High Court Rules Upholds Botin Ruling For Picasso Smuggling
An ex-banker and one of Spain’s richest men has lost a battle to avoid paying a 91.7 million fine Euro fine & prison sentence for trying to smuggle a Picasso painting out of the country.
Jaime Botin’s challenge to the fine was rejected by Spain’s Supreme Court in the country’s capital Madrid yesterday (3 March).
The former president of Bankinter and brother of the late Santander Bank owner Emilio Botin, was sentenced in January 2020 by a Madrid criminal court for attempting to smuggle Picasso’s ‘The Head of a Young Woman’ out of Spain on his private yacht.
The 84-year-old tycoon was handed a three-year prison sentence and initially fined EUR 52 million which was increased to EUR 91.7 million, and the court also ordered that the state keeps the painting.
According to local media, Botin was hoping to sell the painting at the world-famous auction house Christie’s in London.
The banker who is the uncle of Santander bank chairman Ana Botin had denied the allegations saying he had only take it out of Spanish territory so he could take it to Switzerland for safekeeping.

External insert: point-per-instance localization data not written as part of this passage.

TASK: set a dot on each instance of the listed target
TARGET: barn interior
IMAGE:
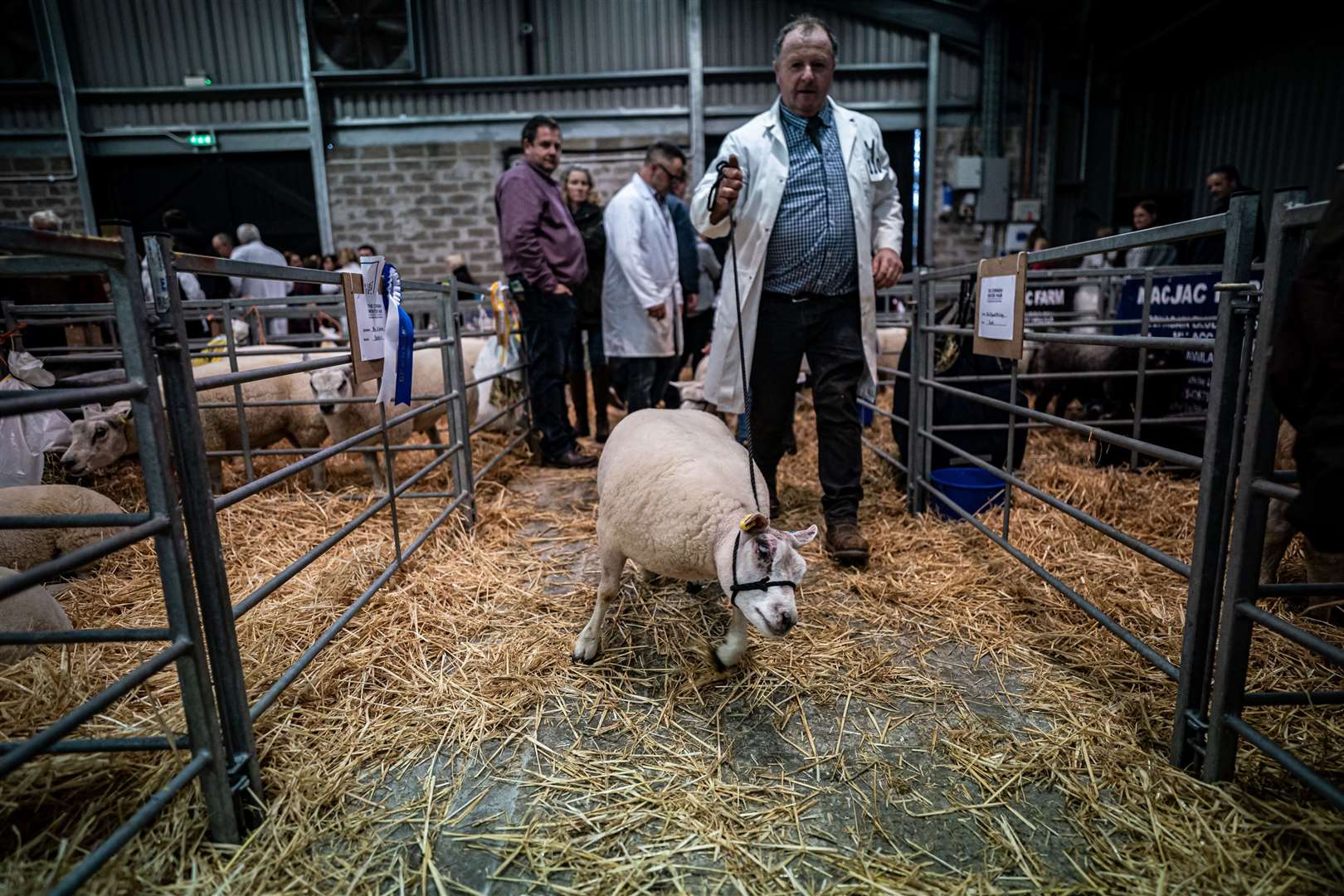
(960, 715)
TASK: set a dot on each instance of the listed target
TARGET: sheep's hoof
(587, 649)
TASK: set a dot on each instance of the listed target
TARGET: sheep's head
(767, 553)
(693, 395)
(331, 383)
(100, 440)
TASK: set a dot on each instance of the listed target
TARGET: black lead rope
(743, 355)
(765, 582)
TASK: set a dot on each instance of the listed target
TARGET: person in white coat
(641, 292)
(819, 229)
(251, 249)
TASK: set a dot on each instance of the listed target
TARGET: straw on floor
(940, 723)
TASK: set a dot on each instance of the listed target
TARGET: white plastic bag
(24, 438)
(500, 353)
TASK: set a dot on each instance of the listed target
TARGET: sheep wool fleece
(671, 484)
(32, 610)
(23, 548)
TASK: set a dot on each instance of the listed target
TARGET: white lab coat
(763, 156)
(256, 288)
(641, 273)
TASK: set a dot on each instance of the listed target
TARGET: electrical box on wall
(965, 173)
(993, 191)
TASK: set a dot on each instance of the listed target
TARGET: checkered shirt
(812, 247)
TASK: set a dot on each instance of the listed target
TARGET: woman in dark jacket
(577, 183)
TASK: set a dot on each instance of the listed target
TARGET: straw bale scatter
(938, 723)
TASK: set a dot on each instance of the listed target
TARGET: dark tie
(813, 130)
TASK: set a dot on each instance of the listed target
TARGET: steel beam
(316, 141)
(695, 88)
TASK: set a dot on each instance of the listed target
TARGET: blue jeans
(643, 381)
(548, 323)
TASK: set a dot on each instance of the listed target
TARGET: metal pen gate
(1203, 737)
(201, 607)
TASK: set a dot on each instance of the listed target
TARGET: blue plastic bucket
(969, 486)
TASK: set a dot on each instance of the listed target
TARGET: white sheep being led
(674, 496)
(108, 434)
(32, 610)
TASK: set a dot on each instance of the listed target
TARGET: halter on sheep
(746, 525)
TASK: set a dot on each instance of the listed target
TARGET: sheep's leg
(318, 473)
(728, 653)
(1278, 535)
(375, 470)
(589, 644)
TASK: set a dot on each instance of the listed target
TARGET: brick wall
(19, 199)
(957, 241)
(421, 202)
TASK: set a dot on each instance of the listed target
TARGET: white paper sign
(370, 317)
(996, 306)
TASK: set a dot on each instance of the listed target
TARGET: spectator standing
(1146, 215)
(251, 249)
(543, 256)
(186, 238)
(1222, 183)
(819, 232)
(641, 289)
(587, 217)
(689, 271)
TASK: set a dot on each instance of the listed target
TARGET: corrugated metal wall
(1278, 119)
(155, 43)
(351, 106)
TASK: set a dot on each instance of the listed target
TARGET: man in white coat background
(819, 230)
(641, 293)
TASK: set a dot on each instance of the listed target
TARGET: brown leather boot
(578, 395)
(601, 388)
(845, 543)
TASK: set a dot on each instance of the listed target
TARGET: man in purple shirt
(544, 251)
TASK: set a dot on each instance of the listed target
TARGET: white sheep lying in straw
(32, 610)
(108, 434)
(891, 342)
(674, 496)
(23, 548)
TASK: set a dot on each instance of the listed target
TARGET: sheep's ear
(754, 523)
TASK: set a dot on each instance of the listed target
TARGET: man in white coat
(819, 230)
(251, 249)
(641, 292)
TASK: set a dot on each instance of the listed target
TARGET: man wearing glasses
(641, 292)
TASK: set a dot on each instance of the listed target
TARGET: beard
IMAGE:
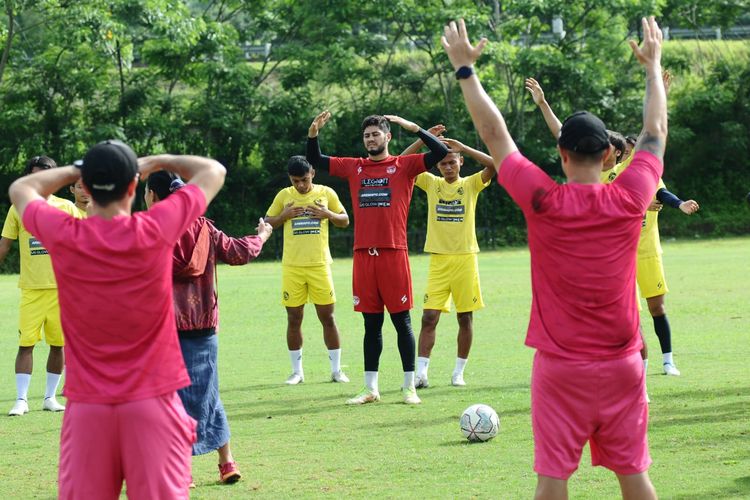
(376, 150)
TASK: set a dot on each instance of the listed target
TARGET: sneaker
(365, 396)
(295, 378)
(229, 473)
(51, 404)
(671, 369)
(410, 395)
(19, 408)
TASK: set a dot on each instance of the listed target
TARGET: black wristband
(464, 72)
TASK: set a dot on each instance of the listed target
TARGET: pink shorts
(603, 402)
(381, 277)
(146, 443)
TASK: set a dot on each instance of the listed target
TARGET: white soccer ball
(479, 423)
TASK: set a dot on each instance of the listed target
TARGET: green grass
(304, 442)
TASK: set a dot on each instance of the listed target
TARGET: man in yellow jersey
(452, 244)
(305, 209)
(81, 198)
(39, 309)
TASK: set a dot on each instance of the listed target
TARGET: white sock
(334, 356)
(408, 379)
(22, 385)
(371, 381)
(53, 379)
(296, 358)
(460, 365)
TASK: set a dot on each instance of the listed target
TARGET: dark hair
(298, 166)
(43, 162)
(379, 121)
(164, 183)
(619, 142)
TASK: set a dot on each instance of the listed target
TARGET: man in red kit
(381, 186)
(124, 419)
(587, 382)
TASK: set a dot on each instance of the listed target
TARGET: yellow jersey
(305, 237)
(451, 209)
(36, 267)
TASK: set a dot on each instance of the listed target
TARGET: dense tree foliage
(240, 81)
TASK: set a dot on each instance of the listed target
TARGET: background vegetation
(187, 77)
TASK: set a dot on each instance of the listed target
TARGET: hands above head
(689, 207)
(405, 124)
(264, 230)
(649, 53)
(537, 94)
(458, 47)
(318, 123)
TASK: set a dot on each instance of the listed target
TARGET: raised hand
(689, 207)
(537, 94)
(649, 53)
(405, 124)
(456, 44)
(318, 123)
(264, 230)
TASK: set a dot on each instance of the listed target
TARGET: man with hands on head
(124, 419)
(305, 209)
(452, 244)
(381, 186)
(583, 237)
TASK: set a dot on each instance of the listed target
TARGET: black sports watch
(464, 72)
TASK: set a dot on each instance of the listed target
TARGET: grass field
(303, 441)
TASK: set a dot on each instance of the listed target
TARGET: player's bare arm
(487, 118)
(483, 159)
(414, 147)
(654, 134)
(537, 94)
(203, 172)
(321, 212)
(40, 185)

The Spanish judiciary ruled that the painting could not be exported from the country on the basis that it is an official asset of Spanish heritage and therefore it is ‘not exportable’.
‘The Head of a Young Woman’ was painted in 1906 by Pablo Picasso and has an estimated value of EUR 26 million.
The case has been ongoing since 2012 when Botin made a request to the Ministry of Culture asking for permission to export the picture to London to be sold at Christie’s auction house, however, the request was rejected.
The Spanish supreme court has reaffirmed its support for the Ministry of Culture’s claim the painting cannot be exported due to its “obvious historical value and the fact that it is over 100 years old”.
In 2015, three years after the Ministry of Culture rejected the request, the painting was seized in Corsica in France where the authorities found it onboard the billionaire banker’s private yacht.
The painting was seized and returned to the Spanish government who then opened a legal case against the banker culminating in the latest ruling by the country’s Supreme Court against Botin’s appeal.
The painting is currently in the hands of the Reina Sofia Art Gallery in Madrid.
The Botin family had previously settled a 200 million Euro demand from the Spanish tax authorities after it was disclosed that they had undeclared bank accounts in Swtizerland.